La crise est violente depuis bientôt deux ans. Elle n’est pas terminée au 1er janvier 2022. Comme nous le disons collectivement depuis des mois, son impact va se faire ressentir durant de nombreuses années.

Le public n’est pas revenu dans les salles. C’est le triste constat que dressait une étude publiée dans Le Monde le 16 octobre dernier, qui indiquait que “39 % des Français n’ont pas remis les pieds dans un lieu culturel depuis l’instauration du passe sanitaire”.

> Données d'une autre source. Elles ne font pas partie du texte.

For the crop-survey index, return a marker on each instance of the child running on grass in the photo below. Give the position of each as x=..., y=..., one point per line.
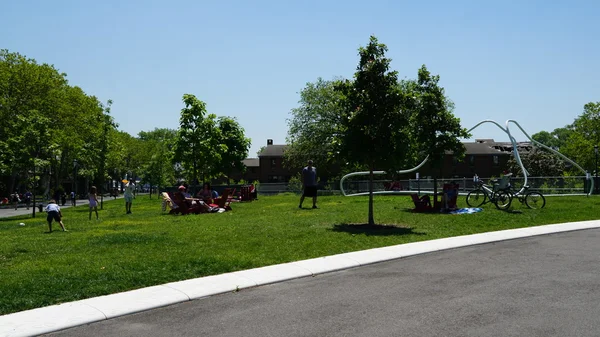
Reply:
x=54, y=213
x=93, y=198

Le secteur dit du « spectacle occasionnel » et des arts de la rue voient s’aggraver une situation déjà catastrophique : un niveau d’emploi à 20% pendant les six premiers mois de 2021, une reprise partielle à l’été aussitôt entravée par des annulations en août suite à la mise en place du passe sanitaire – bien souvent impossible pour des événements en extérieur, dans les rues des communes-, une cascade d’annulations en décembre, dans les comités des fêtes, les CSE (ex-comités d’entreprises), les feux d’artifice, les rendez-vous festifs de fin d’année en espace public et autres spectacles de Noël, … Des musiciennes et musiciens ont par exemple vu supprimer tous leurs concerts de décembre comme de janvier. Rappelons que ce secteur, bien que dit « occasionnel » représente un emploi sur dix dans le spectacle, et que pour les artistes et technicien·ne·s concerné·e·s il s’agit de leur activité principale.